Sales rep contracts are usually entered into between two commercial entities where the rights and obligations of each are spelled out in some detail. Neither party can pretend to have placed trust and confidence in the other beyond the terms agreed to in the contract. Nor does the traditional role of a sales rep, promoting the principal’s products or services in the marketplace in exchange for an agreed upon commission, suggest the placement of any physician-patient like trust.
In ordinary business transactions, each party guards his own interests and no fiduciary duty arises. As the court recognized in rejecting FoBP’s attempt to impose a fiduciary duty on ESP, sales reps and principals generally follow this practice of looking out for their own interests, and no fiduciary relationship arises between them.
Windows to Protest Can and Do Slam Shut
Preventing ESP from recording a complete victory in the case, FoBP invoked the contract provision effectively requiring all complaints with commission payments to be brought within 30 days. As is common after a sales rep successfully procures sales, many orders from customers in ESP’s territory came into FoBP directly without notification to ESP. Accordingly, when ESP received its monthly commission check, it had no way to know if additional, unreported sales were made by FoBP and not commissioned.
Although ESP’s suit pleaded that FoBP not only failed to pay commissions during the contract term, but also failed to disclose the orders on which the commissionable were due, denying it a fair opportunity to complain about the non-payment, the court proved surprisingly unconcerned. Without disclosure by FoBP of the sales made, ESP literally needed ESP to discover and timely complain of the non-payment, yet the court still enforced the 30-day provision and denied this portion of ESP’s commission claim.
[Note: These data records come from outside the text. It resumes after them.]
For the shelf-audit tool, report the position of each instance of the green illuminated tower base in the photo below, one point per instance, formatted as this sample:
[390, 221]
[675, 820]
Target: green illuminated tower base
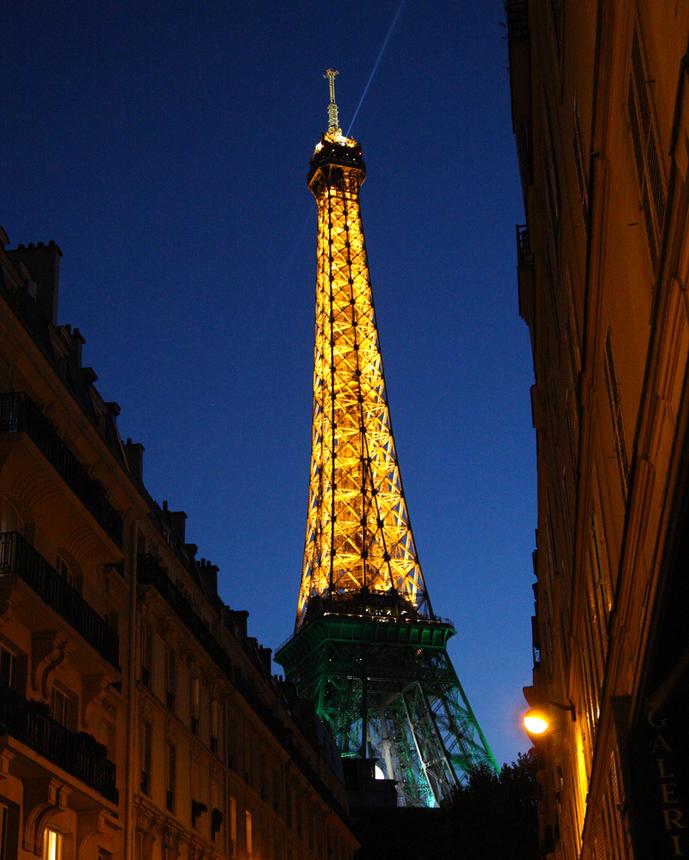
[388, 690]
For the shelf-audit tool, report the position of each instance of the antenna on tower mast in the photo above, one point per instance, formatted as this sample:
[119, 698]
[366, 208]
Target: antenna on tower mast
[333, 117]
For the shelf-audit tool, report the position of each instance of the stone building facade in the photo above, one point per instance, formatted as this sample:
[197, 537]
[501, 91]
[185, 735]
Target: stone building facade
[600, 105]
[138, 717]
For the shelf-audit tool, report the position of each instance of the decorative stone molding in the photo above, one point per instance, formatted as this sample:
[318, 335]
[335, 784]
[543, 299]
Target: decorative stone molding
[48, 650]
[93, 691]
[90, 825]
[43, 799]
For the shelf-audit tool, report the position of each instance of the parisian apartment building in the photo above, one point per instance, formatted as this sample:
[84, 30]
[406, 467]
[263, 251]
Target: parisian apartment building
[600, 108]
[138, 717]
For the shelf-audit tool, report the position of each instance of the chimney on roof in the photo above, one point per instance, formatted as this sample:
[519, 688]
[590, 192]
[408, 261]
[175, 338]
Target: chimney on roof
[43, 262]
[134, 452]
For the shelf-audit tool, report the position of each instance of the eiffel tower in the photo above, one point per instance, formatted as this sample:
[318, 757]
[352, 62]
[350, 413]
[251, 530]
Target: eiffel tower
[367, 647]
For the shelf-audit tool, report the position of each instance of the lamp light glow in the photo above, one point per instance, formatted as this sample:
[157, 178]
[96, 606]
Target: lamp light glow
[535, 722]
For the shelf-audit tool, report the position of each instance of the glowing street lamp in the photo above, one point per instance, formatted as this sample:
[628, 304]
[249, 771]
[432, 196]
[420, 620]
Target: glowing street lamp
[537, 722]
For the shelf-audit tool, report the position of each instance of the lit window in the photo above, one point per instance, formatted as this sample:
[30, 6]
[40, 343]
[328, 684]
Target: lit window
[52, 845]
[171, 777]
[249, 834]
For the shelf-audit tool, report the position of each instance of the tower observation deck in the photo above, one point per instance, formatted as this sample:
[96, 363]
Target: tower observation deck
[367, 647]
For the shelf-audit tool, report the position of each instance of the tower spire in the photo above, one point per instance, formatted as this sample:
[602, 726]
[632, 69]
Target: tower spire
[367, 648]
[333, 116]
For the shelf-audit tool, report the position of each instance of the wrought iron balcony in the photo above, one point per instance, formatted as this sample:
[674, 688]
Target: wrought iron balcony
[76, 752]
[19, 414]
[18, 557]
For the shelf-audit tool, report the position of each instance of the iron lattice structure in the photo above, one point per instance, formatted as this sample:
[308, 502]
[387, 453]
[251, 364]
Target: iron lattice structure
[367, 648]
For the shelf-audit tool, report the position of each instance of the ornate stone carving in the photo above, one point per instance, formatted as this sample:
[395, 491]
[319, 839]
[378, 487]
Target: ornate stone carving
[48, 650]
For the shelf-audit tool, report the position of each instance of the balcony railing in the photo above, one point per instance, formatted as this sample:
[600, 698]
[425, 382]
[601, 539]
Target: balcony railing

This adverse ruling could easily be viewed as a mistake by a busy Cook County trial judge. Plainly, the court should have construed the 30-day period as running from the time ESP discovered that uncommissioned sales were made, not 30 days from when the sales were made and concealed. Yet, the court may well have felt some sympathies for FoBP or its counsel, and elected to hand one piece of the dispute to the defense in order to deliver a more balanced outcome.
Exemplary Damages Awarded
After listening to all the evidence at trial, the judge applied the Illinois Sales Rep Act as written and awarded ESP exemplary damages on top of the commissions determined to be due. This was no small feat.
Many Illinois judges misread the mandatory language found in the statute providing that manufacturers who fail to timely pay commissions due “shall be liable in a civil action for exemplary damages in an amount which does not exceed 3 times the amount of the commissions owed to the sales representative” as optional. The authors often encounter judges who erroneously refuse to award exemplary damages under this statute, reasoning that even though the withholding of commissions was unfair and in breach of the parties’ contract, the manufacturer did not act maliciously or near criminally, a standard not contained in the statute.
Fortunately for ESP, its assigned judge understood the statute to require an exemplary damages award once FoBP was shown to have failed to timely pay the commissions due, and entered an appropriate sanction for such failure on top of the commissions found owing. At press time, the court was still considering the amount of attorneys’ fees and costs to award under the statute as well.
Worth the Fight
Undoubtedly, FoBP believed that by forcing ESP to litigate every argument it could devise, regardless of the credibility, it would wear out ESP’s spirit or finances and prevent the suit from ever reaching trial. By seeing the fight through to the end, ESP enjoys not only the satisfaction of the trial victory, but a rare exemplary damages award as well, plus the expected reimbursement of its litigation expenses. The inapplicable defense arguments attempted here should find no more success in other commission recovery actions, and ESP authorized this article in order to get that important message out.